Wednesday, October 27, 2004

SBA Loans

Has anyone here applied for an SBA loan? We received proposed loan papers today in the mail, and found in reading them that the paperwork required throughout the rebuilding process is so onerous, and there is so much old fashioned bureaucratic B.S. involved at so many levels of the transaction, that we are refusing the loan forthwith. Actually, what we are having to do is cancel the loan in writing, even though all we thought we'd done was make an application, and definitely haven't signed anything else since then. Apparently the SBA considers the application a commitment to accept the loan unless cancelled within three bsuiness days of receiving the papers. If the application stated that, we sure didn't see it anywhere, and would have been extremely wary had we known.

From what we're reading in the fine pring, the SBA may have already placed a lien on our property and/or notified our insurers, even though we haven't signed all the loan documents. Can you believe this?? All I can say is, if this slows down our insurance settlement checks or the clearing of same with our mortgage bank, we will be a couple of very unhappy puppies.

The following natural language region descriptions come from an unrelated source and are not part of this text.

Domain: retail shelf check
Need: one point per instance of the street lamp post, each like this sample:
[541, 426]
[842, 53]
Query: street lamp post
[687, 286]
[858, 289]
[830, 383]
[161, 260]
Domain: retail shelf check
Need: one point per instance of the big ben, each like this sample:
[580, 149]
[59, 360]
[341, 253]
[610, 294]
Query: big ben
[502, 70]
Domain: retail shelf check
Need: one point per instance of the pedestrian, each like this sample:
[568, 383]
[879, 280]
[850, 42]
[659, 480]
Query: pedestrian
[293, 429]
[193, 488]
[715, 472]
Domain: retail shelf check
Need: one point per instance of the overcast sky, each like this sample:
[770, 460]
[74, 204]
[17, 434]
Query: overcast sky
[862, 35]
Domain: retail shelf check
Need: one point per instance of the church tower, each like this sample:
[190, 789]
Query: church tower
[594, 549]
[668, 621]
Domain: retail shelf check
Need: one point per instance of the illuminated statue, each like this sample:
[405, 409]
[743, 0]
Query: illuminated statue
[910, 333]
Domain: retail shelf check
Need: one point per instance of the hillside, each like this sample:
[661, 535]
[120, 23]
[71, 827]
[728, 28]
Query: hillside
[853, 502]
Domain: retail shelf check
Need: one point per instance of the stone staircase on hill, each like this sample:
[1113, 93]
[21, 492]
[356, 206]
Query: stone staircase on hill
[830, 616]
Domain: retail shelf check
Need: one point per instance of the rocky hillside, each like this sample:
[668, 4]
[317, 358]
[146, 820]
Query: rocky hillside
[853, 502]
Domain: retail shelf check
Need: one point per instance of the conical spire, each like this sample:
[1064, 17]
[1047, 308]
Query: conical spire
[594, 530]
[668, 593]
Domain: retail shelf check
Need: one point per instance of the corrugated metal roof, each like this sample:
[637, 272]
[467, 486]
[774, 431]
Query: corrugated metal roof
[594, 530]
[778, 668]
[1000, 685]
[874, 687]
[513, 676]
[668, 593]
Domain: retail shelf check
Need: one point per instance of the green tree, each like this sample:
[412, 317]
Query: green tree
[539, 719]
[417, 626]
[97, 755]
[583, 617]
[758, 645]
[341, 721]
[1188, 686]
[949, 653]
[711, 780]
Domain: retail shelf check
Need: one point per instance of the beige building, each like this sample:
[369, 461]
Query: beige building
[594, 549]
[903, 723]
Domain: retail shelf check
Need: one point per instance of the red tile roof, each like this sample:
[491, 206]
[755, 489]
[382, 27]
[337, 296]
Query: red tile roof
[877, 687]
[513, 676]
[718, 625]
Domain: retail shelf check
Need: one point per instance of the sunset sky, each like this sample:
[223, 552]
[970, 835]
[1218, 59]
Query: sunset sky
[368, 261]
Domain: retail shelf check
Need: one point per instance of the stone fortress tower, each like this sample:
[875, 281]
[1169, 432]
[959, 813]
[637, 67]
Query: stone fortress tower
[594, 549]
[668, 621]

Besides overnighting the cancellation tomorrow, we will be phoning the SBA first thing in the a.m. This whole thing was very shocking to us, the SBA tactics and terms very heavy handed (sorry I don't have time to offer examples here), and we'll never, ever try it again.

Also won't have a chance to check this, so please forgive typos.


Beach Blogger said...

Is it possible you have misread the SBA notice? It is common, even prudent, for all financial institutions who are contemplating making a loan to file a public notice that looks like a lien but doesn't "attach" until and unless money changes hands. This is intended to put all other potential creditors on notice that there may be an outstanding loan claiming the described collateral. It doesn't mean there is such.

By this means, all other potential lenders, creditors, and the world at large are simply put on notice that if they want more information they should contact the filing party, or "creditor," to determine if it is claiming priority over the described collateral. Thus, for example, a lending institution after contacting SBA today would learn that while the SBA filed a notice, it has not yet lent money. Therefore, the 'lien' hasn't attached. The new institution then could have confidence that if it actually made a loan to you today and if it also filed a mortgage/lien today (or within a statutory number of days later), it would have priority over any later SBA lien which "attaches" when the SBA makes a later loan to you.

I think all of this is S.O.P. You may want to re-think your overnight.

Linda L. said...

Already spoke with John B. about this, but just briefly for the benefit of others: There was no lien and no intent notice sent; I spoke with the SBA attorney in Atlanta and was assured that the 3-day cancellation wording was confusing everyone and that I should "not worry about it," that it was meant to be a consumer protection but was causing more trouble than it was worth in its implication that the loan was already in process before we even signed anything. So we still sent the cancellation, but not by overnight mail. As previously indicated, the main reason we didn't want the loan in the first place was the huge burden of paperwork required to obtain releases of funds as work progresses. Also, the SBA would require that we expend the funds in the exact proportion they doled them out insofar as the ratio of rebuilding funds vs. personal property loss funds; if, for instance, I'd rather put more money in repair and less money in replacement clothing or furniture, I'd have to apply for a re-distribution of funds. What a bunch of hooey. Count me out.

P.S. to Barrett: I've sent you several emails over the past week or so, nothing earthshaking, but, since you're not currently on Mediacom, how can I get them to you?